Following the construction of the Fortezza Fortress in Varna, a small barracks for military personnel training was built in 1840, along with an attached shooting range constructed on the right bank of the lake. From here, it was possible to shoot up to the opposite bank, with distances ranging from 50 to 250 meters, almost entirely concealed in their trenches. Moving targets were also provided to simulate enemy movements, sometimes dressed as harlequins, such as the figure of Ernst Fröhlich, one of the target control operators. These operators mocked the shooters if they missed the target center, while they rejoiced when the actual target was hit.

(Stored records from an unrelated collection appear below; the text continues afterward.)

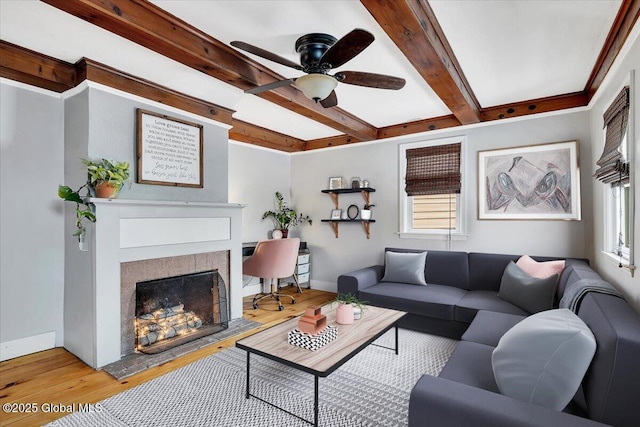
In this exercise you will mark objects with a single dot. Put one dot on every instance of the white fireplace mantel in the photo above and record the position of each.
(133, 230)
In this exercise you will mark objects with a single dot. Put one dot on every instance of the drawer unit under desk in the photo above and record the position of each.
(303, 259)
(302, 268)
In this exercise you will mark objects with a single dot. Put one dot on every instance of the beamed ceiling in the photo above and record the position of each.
(464, 62)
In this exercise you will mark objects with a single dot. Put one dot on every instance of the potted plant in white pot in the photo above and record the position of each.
(350, 308)
(284, 217)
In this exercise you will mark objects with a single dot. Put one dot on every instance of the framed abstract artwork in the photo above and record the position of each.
(531, 182)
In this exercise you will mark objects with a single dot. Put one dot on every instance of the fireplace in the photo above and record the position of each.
(141, 240)
(175, 310)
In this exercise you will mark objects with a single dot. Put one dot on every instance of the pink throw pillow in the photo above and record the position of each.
(540, 270)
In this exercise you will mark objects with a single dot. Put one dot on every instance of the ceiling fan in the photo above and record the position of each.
(319, 54)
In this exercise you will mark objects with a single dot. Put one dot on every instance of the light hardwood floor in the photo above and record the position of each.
(57, 377)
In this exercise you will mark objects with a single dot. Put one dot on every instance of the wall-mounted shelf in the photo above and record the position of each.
(335, 197)
(335, 194)
(334, 225)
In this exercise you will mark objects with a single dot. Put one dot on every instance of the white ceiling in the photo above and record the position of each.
(509, 51)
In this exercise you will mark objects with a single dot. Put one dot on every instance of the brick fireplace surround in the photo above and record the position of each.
(137, 230)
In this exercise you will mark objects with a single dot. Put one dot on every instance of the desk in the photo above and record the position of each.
(303, 265)
(249, 247)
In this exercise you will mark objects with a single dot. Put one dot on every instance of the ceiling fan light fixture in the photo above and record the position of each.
(316, 86)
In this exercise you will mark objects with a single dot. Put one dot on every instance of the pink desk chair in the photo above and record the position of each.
(273, 259)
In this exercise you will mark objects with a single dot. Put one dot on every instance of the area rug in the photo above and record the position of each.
(138, 362)
(372, 389)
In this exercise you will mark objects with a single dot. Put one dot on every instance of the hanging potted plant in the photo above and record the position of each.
(99, 174)
(106, 177)
(284, 217)
(84, 209)
(365, 213)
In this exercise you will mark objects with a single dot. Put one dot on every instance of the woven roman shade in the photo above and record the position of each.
(613, 167)
(433, 170)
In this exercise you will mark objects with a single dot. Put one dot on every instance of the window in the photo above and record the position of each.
(614, 171)
(430, 189)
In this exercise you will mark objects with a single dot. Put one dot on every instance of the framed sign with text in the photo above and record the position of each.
(169, 150)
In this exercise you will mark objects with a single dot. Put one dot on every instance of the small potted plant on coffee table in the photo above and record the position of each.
(349, 308)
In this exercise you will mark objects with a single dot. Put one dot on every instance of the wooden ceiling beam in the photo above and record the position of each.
(535, 106)
(152, 27)
(418, 126)
(623, 24)
(331, 141)
(257, 135)
(413, 27)
(36, 69)
(88, 69)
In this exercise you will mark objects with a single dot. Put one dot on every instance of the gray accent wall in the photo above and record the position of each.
(112, 135)
(32, 220)
(378, 162)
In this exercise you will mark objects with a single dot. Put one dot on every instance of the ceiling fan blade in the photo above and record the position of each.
(265, 54)
(270, 86)
(379, 81)
(330, 101)
(347, 48)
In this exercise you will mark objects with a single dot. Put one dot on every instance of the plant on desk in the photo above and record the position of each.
(284, 217)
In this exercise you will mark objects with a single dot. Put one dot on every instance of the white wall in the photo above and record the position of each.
(112, 135)
(378, 163)
(606, 266)
(255, 174)
(31, 221)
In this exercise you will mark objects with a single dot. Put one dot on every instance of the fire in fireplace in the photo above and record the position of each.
(179, 309)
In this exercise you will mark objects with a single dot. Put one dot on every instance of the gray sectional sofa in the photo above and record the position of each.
(461, 301)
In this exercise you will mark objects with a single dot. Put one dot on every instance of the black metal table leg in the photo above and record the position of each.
(396, 339)
(315, 402)
(247, 394)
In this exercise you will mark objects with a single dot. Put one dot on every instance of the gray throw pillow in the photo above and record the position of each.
(543, 359)
(405, 267)
(528, 293)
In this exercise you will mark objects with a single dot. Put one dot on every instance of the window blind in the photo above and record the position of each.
(613, 167)
(433, 170)
(434, 212)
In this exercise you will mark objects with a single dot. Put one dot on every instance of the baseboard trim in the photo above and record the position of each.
(324, 286)
(28, 345)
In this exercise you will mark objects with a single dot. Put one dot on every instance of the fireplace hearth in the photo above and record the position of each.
(175, 310)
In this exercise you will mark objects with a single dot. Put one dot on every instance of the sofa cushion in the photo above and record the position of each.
(473, 301)
(528, 293)
(405, 267)
(470, 364)
(436, 301)
(543, 359)
(488, 327)
(443, 267)
(612, 385)
(485, 270)
(540, 270)
(575, 270)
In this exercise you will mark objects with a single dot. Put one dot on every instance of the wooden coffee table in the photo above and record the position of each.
(272, 344)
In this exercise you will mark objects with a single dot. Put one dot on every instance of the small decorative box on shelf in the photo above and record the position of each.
(313, 342)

The shooting range itself remained active until the 1960s, when it was closed for safety reasons.

In September 2017 cleanup operations began to remove the first 289 ordnance found, including 285 Austro-Hungarian rifle grenades and 4 Austro-Hungarian spherical hand grenades from World War I. Over 6,500 warheads were removed, but according to military estimates, there are around 170,000 more underwater.

== Characteristics ==
The lake has a surface area of about 1.5 hectares and a maximum depth of 3.5 meters, with no significant inflows except for a few small streams. Since 1977 a 6.23-hectare area adjacent to the lake ("biotope Lake Varna marsh") has been protected due to its importance for the stopover of birds during migrations. Additionally, the lake's water is rich in iodine.